Im Rückblick wird manchmal der Begriff „Zettelfalter“ benutzt, eine sehr beschönigende blumige Umschreibung. Wen wählte man? Die sogenannte „Wahlliste der Nationalen Front“ als Block. 1981 sah man sogar Wahlwerbung an den Leipziger Straßenbahnen: „Wählt die Kandidaten der Nationalen Front!“ Ging man in das Wahllokal, erhielt man ein A4-Blatt mit der Liste und vielleicht 15-20 Namen darauf, die wiederum offensichtlich nach einer Quote aufgeteilt waren in die SED-Kandidaten und jene der vier Blockparteien (die „Blockflöten“). Es gab auch immer Wahlkabinen. Warum haben die DDR-Wähler sie nicht benutzt?, fragen westdeutsche Historiker, und dies manchmal in einem vorwurfsvollen Unterton. Diese Frage kann nur jemand stellen, der nie in einem System wie der DDR gelebt hat, in einer Diktatur, in einem Unrechtsstaat, oder wie immer man die DDR bezeichnen möchte.

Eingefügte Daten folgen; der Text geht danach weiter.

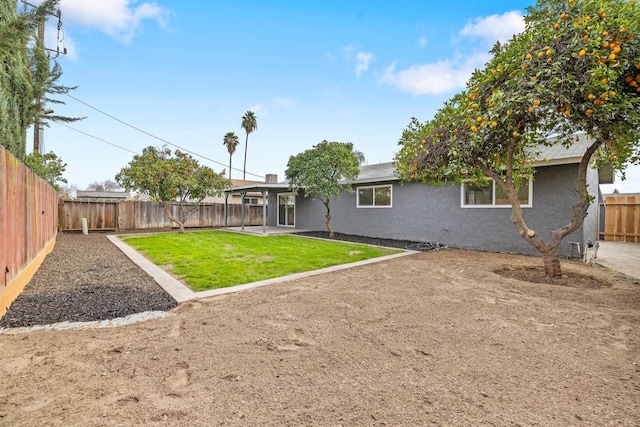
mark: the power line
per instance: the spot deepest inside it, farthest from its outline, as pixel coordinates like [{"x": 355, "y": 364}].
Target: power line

Die allermeisten DDR-Bürger wollten diese Wahlprozedur schnell hinter sich bringen, schon aus Angst vor Restriktionen. Im Wahllokal Zettel abgreifen, ohne einen Blick draufzuwerfen, mit zügigem Schritt zur Wahlurne, Zettel falten und rein in die Urne, und weg an den See oder nach Hause. Es hatte etwas von Absurdistan.

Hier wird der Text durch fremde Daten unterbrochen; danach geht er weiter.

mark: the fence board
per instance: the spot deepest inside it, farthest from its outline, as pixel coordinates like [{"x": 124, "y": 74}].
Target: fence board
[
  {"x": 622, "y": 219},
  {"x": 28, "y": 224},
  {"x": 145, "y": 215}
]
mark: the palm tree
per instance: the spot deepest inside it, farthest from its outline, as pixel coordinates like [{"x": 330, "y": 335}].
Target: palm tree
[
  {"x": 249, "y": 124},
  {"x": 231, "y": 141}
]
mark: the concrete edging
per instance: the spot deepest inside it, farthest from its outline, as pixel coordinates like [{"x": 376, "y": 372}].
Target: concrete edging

Wie konnte man aber dem Gruppenzwang und den strengen Beobachtern der Wahlkommission entgehen? Nur, wenn man vorwählen ging (eigentlich erstaunlich, dass es diese Möglichkeit gab). Den intensiven Blicken der Wahlkommission entging man trotzdem nicht, aber man war allein mit ihr im Wahlbüro.
Meine erste DDR-Wahl war während der Armeezeit 1984. Ich erinnere mich nicht daran, aber vermutlich stand selbst dort in der Kaserne eine Wahlkabine. 100%. Aber dann kam die berühmte Kommunalwahl im Mai 1989. Der Geist und die Ideen von Gorbatschow, von Glasnost und Perestroika, von Offenheit und Umbau, durchdrangen die Gesellschaft. Man konnte sich – auch als Krypto-Gegner – auf die sowjetischen Klassenbrüder berufen, wenn man etwas kritisierte. Das war neu. Ganz anders als zu „Solidarnosç“-Zeiten in Polen 1980/81, mit Kriegsrecht unter Jaruzelski. Zu Zeiten, wo man in der EOS (Erweiterte Oberschule, 9.-12. Klasse) auf den Besitz von West-Plastiktüten kontrolliert und ermahnt wurde. Zu Zeiten, wo man auch über Proteste unter Studenten in Jena erfuhr.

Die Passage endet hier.